The news media do have the capacity to set the public agenda by focusing on some things and not others. We must work harder to make it clear that journalism’s agenda is not self-serving or partisan – it’s always to serve the people. We must explain our strict ethics; how our commitment to accuracy, fairness and inclusion keeps our compass true.

Part of PBS’s mission is to “strengthen the social, democratic, and cultural health of the United States.” How does PBS achieve this without embracing a political philosophy? What guardrails keep journalists independent and their natural biases in check?  

 A pathway to trust

Every news organization must clearly explain who they are, who they aim to be, and what they do each day to live their mission and values. And just as in any healthy relationship based on trust, journalists must be willing to acknowledge when we fall short. We should listen to complaints and change practices when warranted. We should make corrections quickly and prominently.  

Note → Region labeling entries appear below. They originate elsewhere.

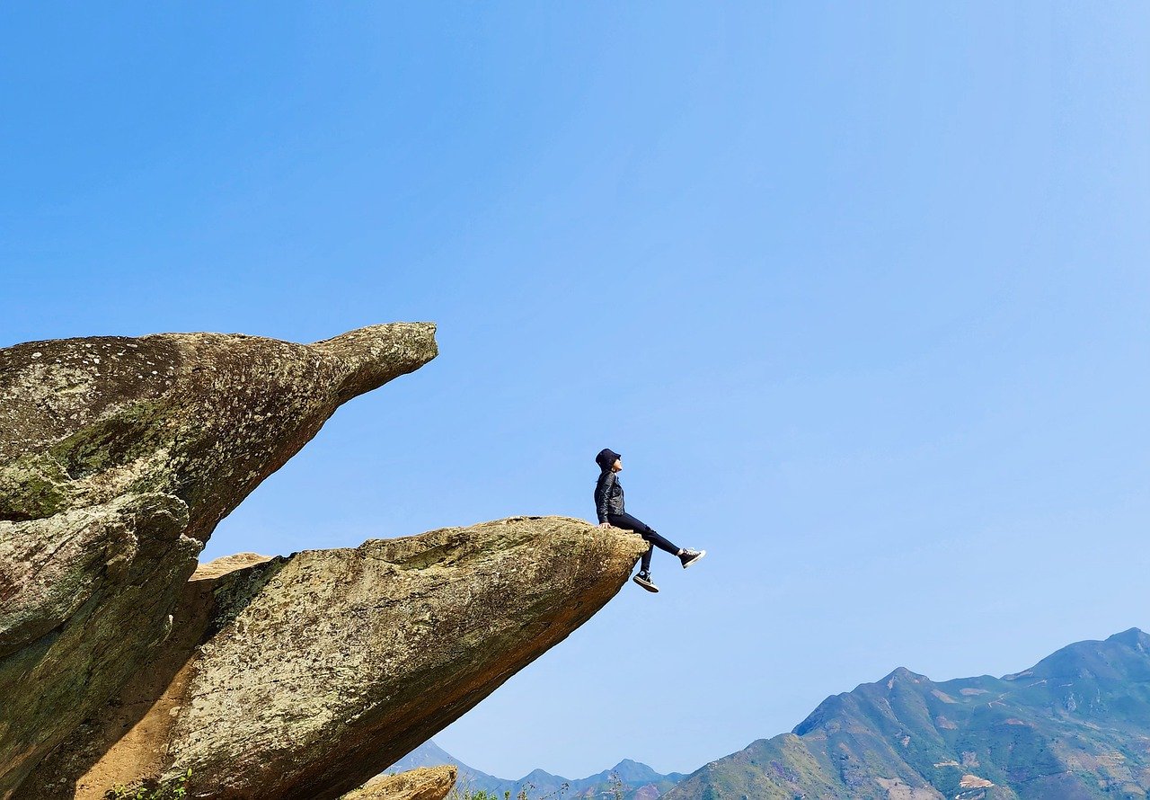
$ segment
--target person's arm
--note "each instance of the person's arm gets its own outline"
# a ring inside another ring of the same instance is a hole
[[[595,512],[599,516],[599,525],[607,523],[607,495],[611,493],[614,479],[614,472],[604,470],[599,475],[599,482],[595,485]]]

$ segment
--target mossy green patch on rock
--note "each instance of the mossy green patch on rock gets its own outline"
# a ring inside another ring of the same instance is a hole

Today, we compete with podcasts, newsletters and videos created by people who do have hidden agendas and bend facts to serve them. They attack journalists as out-of-touch elitists or deliberately biased. That’s why we must show more of our work, explain our methods and give more details on our sources. We must demonstrate why a journalist's toolbox – techniques to consult multiple sources, listen deeply, confirm facts and choose language carefully – is so valuable. Rather than impose ideas on others, expert journalists approach the world with humility, seeking to represent people and issues honestly.  

Trust Project news partner FRONTLINE does this well. Along with the eight Trust Indicators®, some documentaries  provide full interview transcripts so that anyone can check the full context of a conversation. Rocky Mountain Public Media, another news partner, will soon provide “Explainer” or  “Q&A” labels directly on videos, with definitions at the end, so people can easily understand the difference between fact-checked pieces and those less carefully vetted.  

The degradation of online information has helped devalue journalism, both through direct attacks and through association. But the same proliferation of falsehood and trickery can work in journalism’s favor if we clearly offer contrast. In a recent survey of more than 10,000 people by City Square Associates, Inc., a Cambridge-based research and consulting group, 74 percent said they were “concerned about the accuracy and reliability of news I come across these days.”  And yet, among those in the study familiar with public radio and who valued trustworthiness, more than three-quarters said public radio would be good at delivering it.   

For more than a decade, The Trust Project has worked with news media organizations worldwide to strengthen and demonstrate their integrity. I often point to public media as a model for engaging with communities. 

The ‘work’ of explaining is surmountable

Even so, explaining values, standards and the choices that result have not been a priority for some in public media. Not every, but many a public media news executive, has told me that they already do enough. They win awards. They have strong ethics policies. To them, explaining more about who is behind their newsgathering and how they make their decisions seems risky. And it’s a lot of work.  

But the work is worthwhile. When thinking about trust, people highly value transparency and high journalistic standards – along with representing “people like me” fairly, the 2024 Reuters InstituteDigital News Report found. In an on-stage interview Mar. 28 at the International Symposium on Online Journalism, NPR CEO Katherine Maher naturally emphasized the network’s ethics, integrity and excellence. But Maher didn’t stop there. She urged journalists to work actively to earn trust: to show what’s behind their work, to explain standards and practices, to clarify their choices.  

“I talk a lot about the desire to be trustworthy, rather than trusted. Trusted is a static state. Trustworthy means it’s a state we earn every day,” she said. “This is a difficult moment, there’s no question about it. … We have to stand for each other; we have to stand for the principles of what we do.”